BİR AHLAK ABİDESİ: KUTUZ HOCA

 

Portreler vadisinde İsmail Kara hocanın varlık sebebi olan anne ve babası ile ilgili duygu yoğunluğu fazla olan metinler yer alıyor. Aynı zamanda kendisinin hafızlık hocası olan Kutuz Hoca yani Hafız Mehmet Kara’nın aslında bir imam, hafızlık hocasından çok öte işini ciddiye alan bir ahlak abidesi. Zira mecburiyet olmadıkça senelik izin kullanmayan (kullanırsa maaşının tamamını yerine bıraktığı vekil imama veren), hafızlık talebelerine yaz tatili için müsaade etmeyen (zira izine giden talebenin psikolojisi ve disiplini altüst olmaktadır), emeklilik tazminatını şüpheli gördüğü için kabul etmeyen, hayatının merkezine maneviyat, helal lokma ve hizmeti (s. 111) almış bir kişidir Kutuz Hoca. 12 yaşında İsmail Kara, Rize İmam Hatip’e gitmek için gün saymaktadır. Küçük yaramazlıkları ile birlikte disiplinli ve zor bir süreçte hafızlığını tamamlayan İsmail Kara’nın Rize’ye gidebileceğine inanamayan annesi “bu uşak bu köyden çıkarsa üç gün oruç tutacağım” demiştir. Nihayet köyden çıkış gerçeklemiş baba Hafız Mehmet Kara’nın nezaretinde İsmail Kara Rize İmam Hatip’e gelmiş ve babası tarafından teslim edilmiştir. Bu safhadan sonra “çocukluğumun birinci evresi tamamen kapandı” diyen İsmail Kara, babasının kendisini bırakıp gittikten sonra yaşadığı hâleti “babamı vefatına kadar en büyük özleyişim muhtemelen budur” sözleri ile ifade ediyor. Anne-Baba duası ile çıkılan ilim yolunda özellikle İstanbul İmam Hatip’e gelişle başlayan süreçte kültürün menbaı olan isim ve muhitlerden nasiplenme imkânını bulan İsmail Kara Hocanın dikkati, samimiyeti, itidalli bakışı sayesindedir ki yakın tarihte yaşamış pek çok isme dair tarih, yer, zaman kayıtlı bilgilere ulaşabiliyoruz.

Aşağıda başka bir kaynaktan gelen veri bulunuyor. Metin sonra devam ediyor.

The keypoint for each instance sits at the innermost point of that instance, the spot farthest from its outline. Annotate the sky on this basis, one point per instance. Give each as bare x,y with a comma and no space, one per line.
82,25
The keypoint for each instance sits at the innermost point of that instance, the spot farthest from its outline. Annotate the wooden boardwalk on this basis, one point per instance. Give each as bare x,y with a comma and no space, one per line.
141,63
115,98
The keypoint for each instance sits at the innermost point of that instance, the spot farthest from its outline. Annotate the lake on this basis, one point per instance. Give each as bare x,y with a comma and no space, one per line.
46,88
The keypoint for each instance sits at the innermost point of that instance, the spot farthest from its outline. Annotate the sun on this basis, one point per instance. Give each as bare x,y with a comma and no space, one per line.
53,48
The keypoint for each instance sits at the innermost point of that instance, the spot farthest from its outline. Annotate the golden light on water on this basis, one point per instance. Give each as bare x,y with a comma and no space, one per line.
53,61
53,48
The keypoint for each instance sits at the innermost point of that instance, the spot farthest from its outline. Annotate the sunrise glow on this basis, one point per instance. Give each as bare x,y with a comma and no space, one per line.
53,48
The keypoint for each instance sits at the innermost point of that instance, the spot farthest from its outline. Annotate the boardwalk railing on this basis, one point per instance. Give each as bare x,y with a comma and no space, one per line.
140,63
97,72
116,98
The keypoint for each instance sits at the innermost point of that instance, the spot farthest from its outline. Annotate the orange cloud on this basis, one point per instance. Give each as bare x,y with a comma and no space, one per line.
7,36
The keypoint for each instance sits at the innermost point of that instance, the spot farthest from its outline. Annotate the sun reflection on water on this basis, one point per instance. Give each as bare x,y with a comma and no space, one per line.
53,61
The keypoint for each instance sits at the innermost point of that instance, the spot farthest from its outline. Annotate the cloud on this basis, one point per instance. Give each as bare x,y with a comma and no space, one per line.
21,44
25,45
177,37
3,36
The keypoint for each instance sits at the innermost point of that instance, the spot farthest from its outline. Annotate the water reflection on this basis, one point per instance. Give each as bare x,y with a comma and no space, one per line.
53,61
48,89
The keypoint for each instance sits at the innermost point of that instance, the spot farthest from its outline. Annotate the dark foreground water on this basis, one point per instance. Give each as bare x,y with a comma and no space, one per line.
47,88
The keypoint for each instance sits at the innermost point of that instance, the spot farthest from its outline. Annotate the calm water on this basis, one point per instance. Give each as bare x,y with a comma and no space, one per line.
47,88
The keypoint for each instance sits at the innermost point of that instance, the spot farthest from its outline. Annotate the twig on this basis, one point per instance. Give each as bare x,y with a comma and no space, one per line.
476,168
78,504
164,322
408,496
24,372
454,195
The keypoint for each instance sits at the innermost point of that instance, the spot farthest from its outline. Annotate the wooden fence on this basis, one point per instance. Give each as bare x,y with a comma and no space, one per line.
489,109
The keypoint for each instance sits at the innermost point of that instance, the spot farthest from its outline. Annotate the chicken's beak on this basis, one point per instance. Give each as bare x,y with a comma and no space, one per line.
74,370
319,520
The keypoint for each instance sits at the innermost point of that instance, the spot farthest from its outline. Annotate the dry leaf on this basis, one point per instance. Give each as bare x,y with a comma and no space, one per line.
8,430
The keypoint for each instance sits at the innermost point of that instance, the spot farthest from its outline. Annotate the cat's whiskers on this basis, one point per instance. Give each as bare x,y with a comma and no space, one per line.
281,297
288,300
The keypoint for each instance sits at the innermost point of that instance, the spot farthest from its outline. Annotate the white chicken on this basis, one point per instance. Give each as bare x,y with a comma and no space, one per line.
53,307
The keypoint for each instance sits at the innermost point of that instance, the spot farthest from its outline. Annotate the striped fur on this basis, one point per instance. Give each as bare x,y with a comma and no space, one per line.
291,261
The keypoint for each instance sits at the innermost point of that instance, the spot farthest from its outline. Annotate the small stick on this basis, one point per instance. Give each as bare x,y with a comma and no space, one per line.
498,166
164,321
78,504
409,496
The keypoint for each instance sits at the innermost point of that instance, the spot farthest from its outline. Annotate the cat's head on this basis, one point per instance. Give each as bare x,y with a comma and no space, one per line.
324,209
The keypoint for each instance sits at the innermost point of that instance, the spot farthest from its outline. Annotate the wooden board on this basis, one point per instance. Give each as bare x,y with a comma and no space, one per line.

CANSEVER VE ELMALILI’NIN TANIŞMASI

Bu manada kitaba giren isimlerden birisi Dünyayı Güzelleştirme İhtirası başlığı ile rahmetli bilge mimar Turgut Cansever’dir. 1989’da bir dergideki mülakatıyla kendisini tanıdığında Cansever’in yaşı 70’tir. 1991’de Dergâh dergisinin yeni çıktığı arefede Mustafa Kutlu ve Sefa Kaplan ile birlikte orta sayfa söyleşisi gerçekleştirmek üzere yanına giderler. İlişkiler gittikçe kuvvetlenip, derinleşmektedir. 2003 yılında Beşir Ayvazoğlu ve Salih Pulcu ile birlikte Turgut Cansever kitabını olgunlaştırmak üzere yapılan ziyarette İsmail Kara Hocanın aldığı not ilginçtir. Zira konu Elmalılı Hamdi Efendi ile Turgut Cansever’in tanışmasıdır. “Galatasaray Lisesi’nde son sınıftayız. Sonradan üniversite hocası ve Hariciye Vekili olacak Turan Güneş sınıf arkadaşım. Bir hafta sonu bize geldiğinde babama Arapça öğrenmek, ilahiyat tahsil etmek istediğini söyledi. Ben de farsça öğrenmek istiyorum. Babam Elmalılı Hamdi Efendi tanıştı, doktorluğunu da yapardı. Bu sayede Elmalılı tefsiri ciltleri evimize gelmiş, ben de bir yaz iki cildine bakmıştım. (…) Bir gün evlerine gittik. Turan’ı dikkatle dinledi. “Arapça öğretecek müessese yok ama öğrenirsin” dedi ve devam etti: “Azmin elinden bir şey kurtulmaz. Napolyon Rusya seferinden önce 40 günde Rusça öğrenmiş, fethedeceğim memleketin lisanını bilmeliyim, diye düşünüyormuş. Ben bunu okuduğumda Avrupa Tarihi ile meşguldüm. Acaba ben de 40 günde bunu yapabilir, Fransızca öğrenebilir miyim, dedim ve 40 günden sonra da Berkson’un bir eserini Fransızca’sından okuyacak hâle geldim…”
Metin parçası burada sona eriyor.